TransWikia.com

CQRS for avoiding heavy joins

Software Engineering Asked by Atef on October 29, 2021

I’ve been wondering about what is a perfect use case for CQRS where the benefits overcome the complexity and the cost with come with the package. So for me to better understand it, I want to share with you a theoretical use case and we can see together whether it’s a good CQRS fit or not, and if not what alternatives would be good in this case.

Let’s say we have the following very simple model:
Simple model
As
we can see, we have departments which have multiple students where they can pass exams on subjects which are classified into categories. Very simple.

Let’s also say our solution have a screen where we want to display all these information. Here’s our ugly UI for this page:

Our ugly UI

As you can see the information shown in the table must be extracted from all the entities shown above. So we have a lot of joins.

Supposing that our client have w very successful online school with millions students. And they do not tolerate performance issues, so the solution must be as fast as possible.

It’s clear that there are multiple joins when displaying this page, so to improve the overall readability we went ahead and started experimenting on CQRS.
We need to add a new database for read operations which stores all the above information in a single row, so the read model for our view is as follows:

enter image description here

This will definitively make reading faster but it will also make thing more complicated. For example, we need an event source to publish event that sync the read database with the write database, etc…

So my question is, in this particular use case, is CQRS beneficial ?

One Answer

CQRS is about two types of interactions, one that mutates state (writes) and one that does not mutate state (reads). It says you shouldn't have everything into one place, since you usually treat writes and reads differently. Writes for example need more constraints when it comes to transactions, which you are forced to have in place also for reads because you operate on the same set of data that others might update. If you read from a different place you can, at the extreme, read with no need for transactions whatsoever because all you do is read and nobody does changes to the data.

For the use case you are describing, the CQRS pattern can work nicely. In this case, having separate tables (student, department, subject, etc) is good for writes (high normalization database) but it's bad for reads because you need lots of joins (you need data denormalized for reads to gain higher performance). So splitting the two, makes sense.

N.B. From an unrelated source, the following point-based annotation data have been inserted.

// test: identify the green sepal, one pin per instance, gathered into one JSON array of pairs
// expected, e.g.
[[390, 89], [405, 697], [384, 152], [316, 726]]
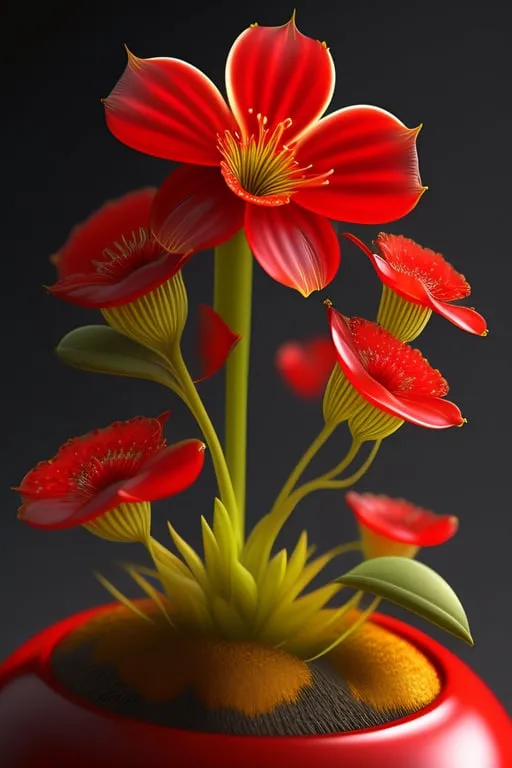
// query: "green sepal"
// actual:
[[412, 585], [101, 349]]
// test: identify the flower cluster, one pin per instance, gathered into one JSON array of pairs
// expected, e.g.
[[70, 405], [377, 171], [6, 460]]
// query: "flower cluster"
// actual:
[[262, 174]]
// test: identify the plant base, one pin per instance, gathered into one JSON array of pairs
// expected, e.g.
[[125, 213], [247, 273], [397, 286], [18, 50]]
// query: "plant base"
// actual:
[[42, 723]]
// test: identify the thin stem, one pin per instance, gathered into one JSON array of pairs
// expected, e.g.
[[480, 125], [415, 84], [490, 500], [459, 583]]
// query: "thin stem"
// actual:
[[233, 301], [352, 628], [296, 473], [194, 402], [325, 482]]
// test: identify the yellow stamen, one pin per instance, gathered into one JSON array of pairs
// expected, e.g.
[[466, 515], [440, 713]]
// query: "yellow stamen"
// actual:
[[262, 169]]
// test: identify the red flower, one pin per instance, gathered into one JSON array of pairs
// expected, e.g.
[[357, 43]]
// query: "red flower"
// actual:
[[112, 258], [390, 374], [267, 162], [423, 277], [126, 462], [397, 520], [306, 366]]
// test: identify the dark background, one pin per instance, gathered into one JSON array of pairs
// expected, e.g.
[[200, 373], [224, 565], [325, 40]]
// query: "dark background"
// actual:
[[441, 65]]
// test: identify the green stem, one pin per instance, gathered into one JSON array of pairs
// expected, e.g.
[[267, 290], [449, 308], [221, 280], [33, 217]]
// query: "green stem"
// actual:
[[233, 300], [363, 616], [194, 402], [295, 475]]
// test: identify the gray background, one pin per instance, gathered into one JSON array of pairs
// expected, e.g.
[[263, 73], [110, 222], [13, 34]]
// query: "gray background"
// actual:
[[432, 63]]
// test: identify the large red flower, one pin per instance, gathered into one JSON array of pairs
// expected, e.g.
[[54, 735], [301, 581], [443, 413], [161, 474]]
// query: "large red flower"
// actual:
[[401, 521], [306, 366], [390, 374], [126, 462], [267, 162], [423, 277]]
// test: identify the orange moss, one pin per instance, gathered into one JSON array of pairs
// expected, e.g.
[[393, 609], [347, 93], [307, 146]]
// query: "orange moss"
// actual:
[[384, 670], [152, 659]]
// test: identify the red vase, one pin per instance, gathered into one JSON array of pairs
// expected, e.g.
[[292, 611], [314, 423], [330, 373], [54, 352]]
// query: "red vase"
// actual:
[[41, 725]]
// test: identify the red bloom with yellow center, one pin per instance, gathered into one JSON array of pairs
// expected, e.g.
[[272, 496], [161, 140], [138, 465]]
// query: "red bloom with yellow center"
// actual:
[[112, 258], [90, 475], [267, 162], [423, 277], [390, 374], [399, 521], [306, 366]]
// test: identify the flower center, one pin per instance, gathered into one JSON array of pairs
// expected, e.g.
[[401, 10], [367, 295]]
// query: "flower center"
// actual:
[[129, 254], [100, 472], [262, 169], [394, 364]]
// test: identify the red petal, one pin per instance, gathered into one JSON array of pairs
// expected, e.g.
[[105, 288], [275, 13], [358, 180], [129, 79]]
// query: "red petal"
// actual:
[[399, 520], [280, 73], [166, 473], [140, 437], [115, 219], [215, 342], [101, 291], [306, 366], [405, 285], [439, 277], [463, 317], [423, 410], [296, 248], [168, 108], [373, 157], [194, 209], [414, 289], [58, 513]]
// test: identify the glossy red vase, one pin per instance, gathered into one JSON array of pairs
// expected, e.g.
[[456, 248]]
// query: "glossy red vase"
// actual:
[[42, 725]]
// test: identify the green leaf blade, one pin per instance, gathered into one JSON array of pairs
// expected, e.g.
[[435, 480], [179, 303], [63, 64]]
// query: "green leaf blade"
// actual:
[[414, 586], [101, 349]]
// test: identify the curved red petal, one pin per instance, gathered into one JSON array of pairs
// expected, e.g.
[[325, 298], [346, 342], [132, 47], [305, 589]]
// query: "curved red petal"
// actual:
[[167, 108], [58, 513], [423, 410], [139, 438], [306, 366], [414, 289], [466, 318], [167, 473], [113, 221], [195, 210], [280, 73], [215, 342], [295, 247], [439, 277], [100, 291], [405, 285], [400, 520], [374, 163]]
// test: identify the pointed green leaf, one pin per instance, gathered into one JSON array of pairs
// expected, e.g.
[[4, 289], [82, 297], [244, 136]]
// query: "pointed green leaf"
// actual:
[[101, 349], [412, 585]]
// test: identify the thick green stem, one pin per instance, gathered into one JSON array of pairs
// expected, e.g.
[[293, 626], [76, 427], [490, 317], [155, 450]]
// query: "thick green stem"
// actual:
[[233, 300], [194, 402]]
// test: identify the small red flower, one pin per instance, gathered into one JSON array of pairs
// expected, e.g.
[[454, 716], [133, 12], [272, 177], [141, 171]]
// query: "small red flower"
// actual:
[[126, 462], [216, 340], [266, 162], [400, 520], [390, 374], [112, 258], [306, 366], [423, 277]]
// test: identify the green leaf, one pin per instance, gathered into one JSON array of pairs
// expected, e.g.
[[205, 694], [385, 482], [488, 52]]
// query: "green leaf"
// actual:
[[412, 585], [101, 349]]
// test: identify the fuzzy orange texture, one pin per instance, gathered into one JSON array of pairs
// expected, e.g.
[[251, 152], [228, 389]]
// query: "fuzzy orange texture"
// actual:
[[385, 670], [152, 659]]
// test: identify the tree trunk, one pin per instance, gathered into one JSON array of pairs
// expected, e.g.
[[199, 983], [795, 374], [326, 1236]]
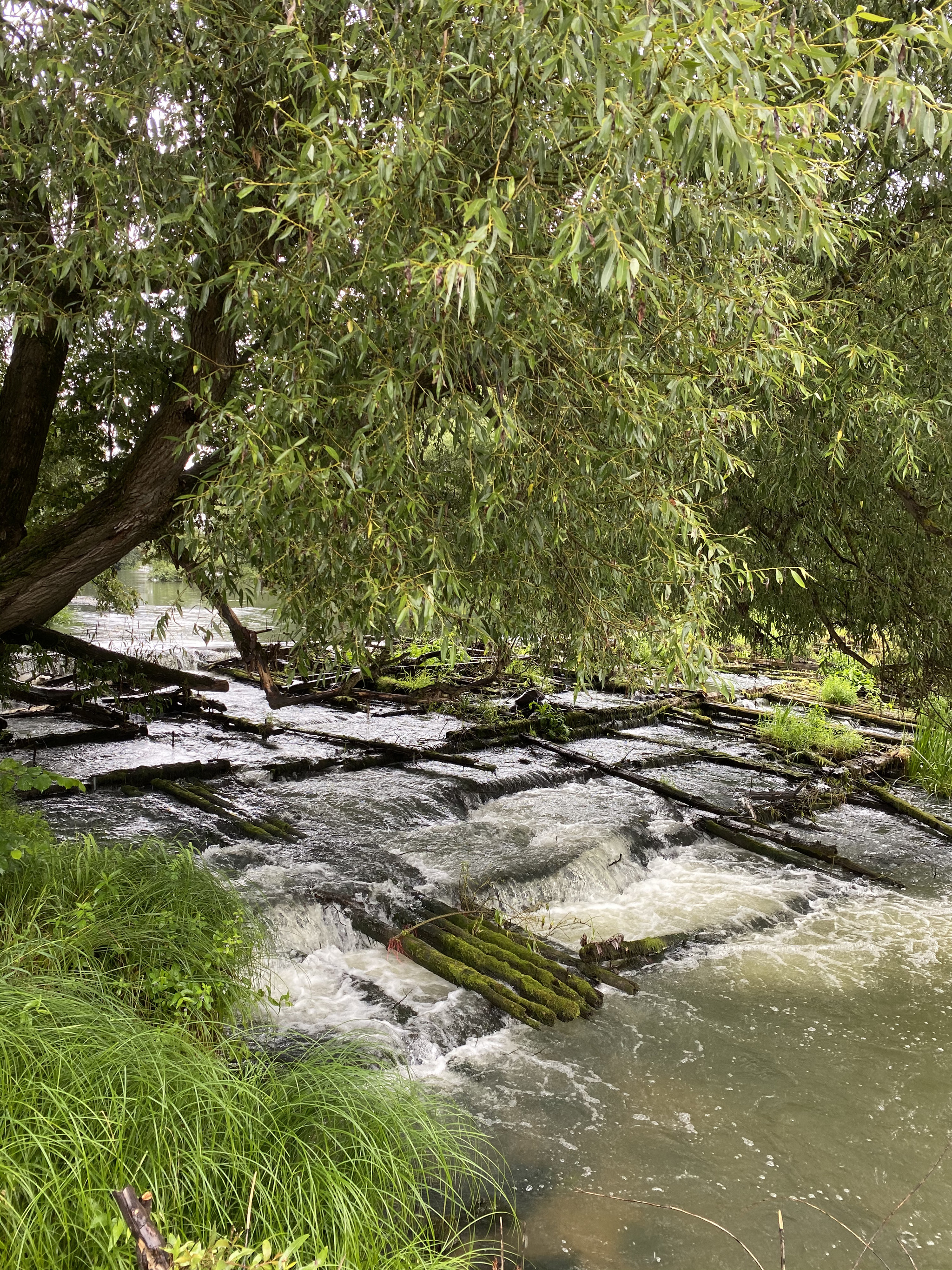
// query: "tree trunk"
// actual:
[[46, 571], [27, 402]]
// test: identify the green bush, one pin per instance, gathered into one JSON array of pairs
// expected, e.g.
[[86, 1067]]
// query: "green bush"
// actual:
[[931, 758], [810, 733], [167, 937], [360, 1161], [124, 977], [836, 690]]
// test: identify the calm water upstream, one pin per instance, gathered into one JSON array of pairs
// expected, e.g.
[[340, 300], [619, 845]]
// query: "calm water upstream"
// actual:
[[803, 1062]]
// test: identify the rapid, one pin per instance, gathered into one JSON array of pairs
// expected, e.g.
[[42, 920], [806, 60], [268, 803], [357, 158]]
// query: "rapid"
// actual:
[[795, 1057]]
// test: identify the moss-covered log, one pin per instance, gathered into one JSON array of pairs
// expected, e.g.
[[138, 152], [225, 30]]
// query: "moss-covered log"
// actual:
[[545, 970], [445, 967], [218, 808], [911, 810]]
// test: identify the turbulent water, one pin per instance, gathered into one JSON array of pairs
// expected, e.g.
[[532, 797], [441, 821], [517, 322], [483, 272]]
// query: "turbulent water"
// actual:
[[798, 1060]]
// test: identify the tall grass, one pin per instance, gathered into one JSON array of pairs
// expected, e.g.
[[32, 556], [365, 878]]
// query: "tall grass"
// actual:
[[150, 924], [838, 692], [107, 1078], [931, 758], [810, 733]]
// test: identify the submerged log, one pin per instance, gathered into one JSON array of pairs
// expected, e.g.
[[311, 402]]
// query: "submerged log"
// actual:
[[82, 651], [437, 963], [545, 970], [405, 753], [895, 720], [88, 737], [135, 777], [911, 810], [463, 948], [641, 951], [647, 783], [794, 847]]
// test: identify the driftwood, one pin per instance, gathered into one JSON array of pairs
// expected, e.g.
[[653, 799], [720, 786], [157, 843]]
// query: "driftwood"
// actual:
[[207, 800], [445, 967], [88, 737], [152, 1250], [407, 753], [82, 651], [740, 838], [851, 711], [909, 810], [135, 777]]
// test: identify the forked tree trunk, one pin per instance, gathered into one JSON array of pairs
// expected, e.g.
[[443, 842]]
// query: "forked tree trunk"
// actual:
[[46, 569]]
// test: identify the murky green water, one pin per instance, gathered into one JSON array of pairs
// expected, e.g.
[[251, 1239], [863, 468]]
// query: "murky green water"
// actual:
[[801, 1061]]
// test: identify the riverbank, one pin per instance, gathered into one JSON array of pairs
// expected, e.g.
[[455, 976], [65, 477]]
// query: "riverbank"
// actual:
[[129, 977]]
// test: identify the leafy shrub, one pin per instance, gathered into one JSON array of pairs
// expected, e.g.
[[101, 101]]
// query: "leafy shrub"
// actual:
[[837, 690], [360, 1160], [168, 938], [549, 720], [931, 758], [119, 968], [810, 733], [836, 663]]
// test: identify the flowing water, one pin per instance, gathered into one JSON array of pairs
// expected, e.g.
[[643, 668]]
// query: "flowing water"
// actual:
[[796, 1060]]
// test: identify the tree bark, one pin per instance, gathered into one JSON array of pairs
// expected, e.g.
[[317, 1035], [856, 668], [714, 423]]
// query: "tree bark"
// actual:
[[46, 571], [27, 400]]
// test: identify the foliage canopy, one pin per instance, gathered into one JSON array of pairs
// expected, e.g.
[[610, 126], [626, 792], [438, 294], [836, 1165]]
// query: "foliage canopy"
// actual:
[[436, 313]]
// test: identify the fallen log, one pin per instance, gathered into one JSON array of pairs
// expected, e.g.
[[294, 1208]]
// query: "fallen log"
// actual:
[[135, 777], [82, 651], [88, 737], [548, 971], [647, 783], [437, 963], [408, 753], [216, 807], [152, 1250], [900, 723], [909, 810], [541, 946], [781, 855], [469, 951]]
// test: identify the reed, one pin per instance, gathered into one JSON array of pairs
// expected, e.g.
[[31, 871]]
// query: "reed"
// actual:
[[931, 758], [838, 692], [810, 733], [125, 977]]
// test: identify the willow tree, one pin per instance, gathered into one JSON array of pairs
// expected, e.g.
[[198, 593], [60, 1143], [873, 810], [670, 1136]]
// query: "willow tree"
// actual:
[[851, 475], [421, 313]]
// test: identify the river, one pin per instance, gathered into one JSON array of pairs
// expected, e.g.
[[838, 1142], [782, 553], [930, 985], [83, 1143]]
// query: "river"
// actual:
[[799, 1061]]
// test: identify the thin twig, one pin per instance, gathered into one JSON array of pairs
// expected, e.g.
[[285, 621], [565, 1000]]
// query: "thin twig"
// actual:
[[248, 1215], [818, 1210], [673, 1208], [784, 1248], [907, 1253], [893, 1213]]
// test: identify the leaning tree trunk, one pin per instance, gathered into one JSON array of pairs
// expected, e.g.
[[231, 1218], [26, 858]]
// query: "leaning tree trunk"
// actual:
[[46, 571]]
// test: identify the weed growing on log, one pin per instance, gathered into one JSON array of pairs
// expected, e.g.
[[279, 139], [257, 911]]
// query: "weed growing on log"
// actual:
[[108, 1078], [837, 692], [810, 733], [931, 758]]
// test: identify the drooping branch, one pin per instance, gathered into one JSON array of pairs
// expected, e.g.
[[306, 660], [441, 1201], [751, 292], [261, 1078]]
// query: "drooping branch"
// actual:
[[46, 571]]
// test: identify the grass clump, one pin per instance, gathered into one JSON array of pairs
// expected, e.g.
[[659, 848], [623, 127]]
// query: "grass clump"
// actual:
[[810, 733], [931, 758], [124, 978], [148, 924], [838, 692]]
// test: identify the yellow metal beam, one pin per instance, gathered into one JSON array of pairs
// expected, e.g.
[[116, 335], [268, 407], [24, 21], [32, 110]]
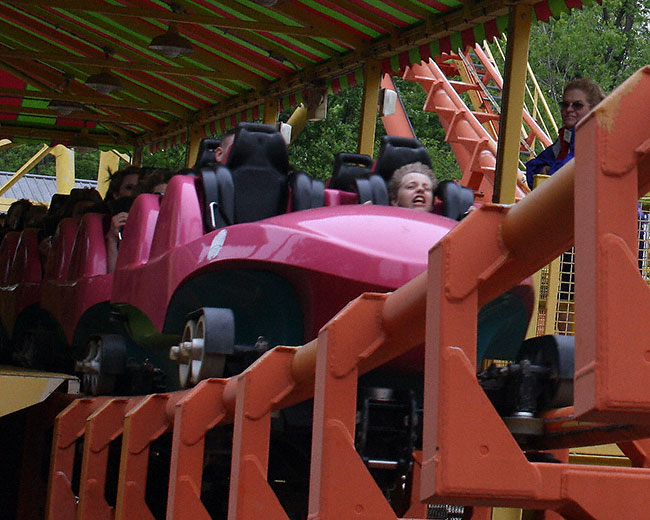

The challenge will be how to get you data from the "write database" into the "read database" and keep them in sync. You can do that with ETL in batches at night, in real time if the ETL tools support it, you can have some job run at night when nobody uses your application and do the joins and write them in a separate denormalized table overwriting everything, you can have timestamps on your exam records and a job at night that processes only what's new from the last time you did the joins instead of overwriting everything, etc. How you do this depends if you want to be delays between when the data is available in the write database and when it can be retrieved from the read database.

Before jumping to CQRS though, you might want to analyze your use cases to see exactly what data you extract from the database and display in the UI. If it's always something for just one user or one exam or whatever, maybe more indexes on the write database might be sufficient. That way you avoid having to add another database and complicate your design.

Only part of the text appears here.